Vertica uses the active redundancy built
into the projections to parallelise querying (for better concurrency) and to
support failover and recovery. So, the idea is that if you have a query that
involves a join across several columns then your query is directed to the node
that has the particular sort order needed for that combination of columns, or
as close to it as possible. Clearly, if columns are pre-sorted in a way that
best suits a particular query then you will get much better performance.

Of course there are other notable features
of Vertica: it processes the data while still compressed (though it is not
alone in this), it makes use of in-memory capabilities for writing data to the
database, it comes with its own DBDesigner that will generate an optimised physical
schema based on the logical data model, a training set of data and queries, the
number of nodes in the grid, and the number of concurrent node failures the
database must be able to tolerate to provide a highly available environment.

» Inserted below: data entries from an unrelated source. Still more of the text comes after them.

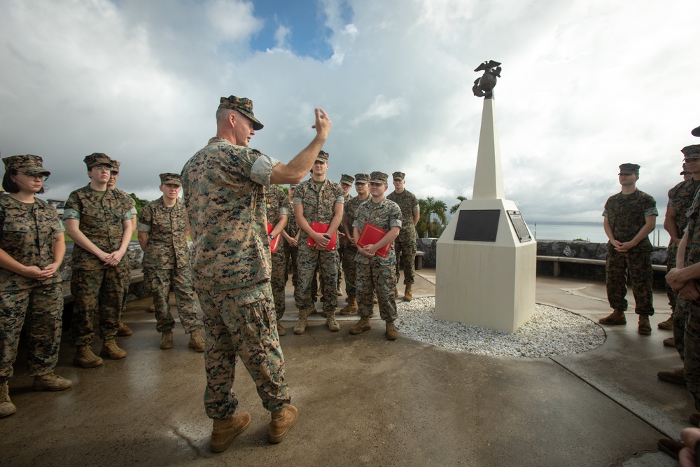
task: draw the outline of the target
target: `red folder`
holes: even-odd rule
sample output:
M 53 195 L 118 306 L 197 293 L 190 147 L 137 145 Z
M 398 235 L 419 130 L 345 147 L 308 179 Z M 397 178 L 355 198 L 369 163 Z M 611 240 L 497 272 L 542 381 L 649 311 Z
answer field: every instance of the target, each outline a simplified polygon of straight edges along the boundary
M 330 225 L 328 224 L 322 224 L 320 222 L 316 222 L 316 221 L 311 221 L 311 230 L 314 232 L 318 232 L 318 233 L 326 233 L 328 231 L 328 228 Z M 337 237 L 336 234 L 337 231 L 333 232 L 333 235 L 330 236 L 330 242 L 328 242 L 328 246 L 326 247 L 327 250 L 335 250 L 335 239 Z M 312 248 L 316 248 L 316 240 L 312 239 L 311 237 L 307 239 L 307 245 L 311 246 Z
M 362 228 L 362 233 L 360 234 L 360 238 L 357 240 L 357 246 L 362 248 L 367 245 L 374 245 L 384 238 L 386 235 L 386 230 L 380 229 L 377 225 L 370 224 L 369 222 L 365 222 L 365 226 Z M 387 255 L 389 254 L 391 249 L 391 244 L 390 243 L 386 246 L 378 249 L 377 254 L 382 258 L 386 258 Z
M 272 233 L 272 229 L 274 229 L 274 228 L 272 227 L 272 224 L 271 224 L 271 223 L 270 223 L 268 222 L 267 223 L 267 235 L 270 235 L 271 233 Z M 282 238 L 282 235 L 281 234 L 277 234 L 276 237 L 275 237 L 274 239 L 272 239 L 272 240 L 270 241 L 270 253 L 272 253 L 274 254 L 274 253 L 275 253 L 277 252 L 277 246 L 278 246 L 278 245 L 279 245 L 279 239 L 281 239 L 281 238 Z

A further particularly nice feature that
will be introduced in the future is intelligent query monitoring. Put simply,
what this will do is to monitor the actual queries that hit the database so
that you can build up an understanding of the pattern of those queries, which
can then be linked back to the projections in use, along with DBDesigner, so
that you can optimise sort orders, for example, to best meet today’s query
patterns. Note that the potential for this capability was designed into the
environment in advance: it would be extremely difficult to retrofit such a
facility.

On the commercial side, the product is
available either as pure software (including a free “try before you buy” offer)
or as a pre-installed package on HP hardware with Red Hat Linux. Something over
half of the company’s beta sites have so far converted into paying customers
and I understand that some of these are now fully deployed as production
systems. At present the company’s largest configurations are measured in tens
of terabytes (raw data: the actual size will be significantly less than this
because of compression) and Vertica expects to exceed 100Tb within 12 months.
On the user scalability side the company reports successful tests with hundreds
of concurrent users.

All in all then: a very promising start.
But given the advantages of column-based approaches I am not surprised.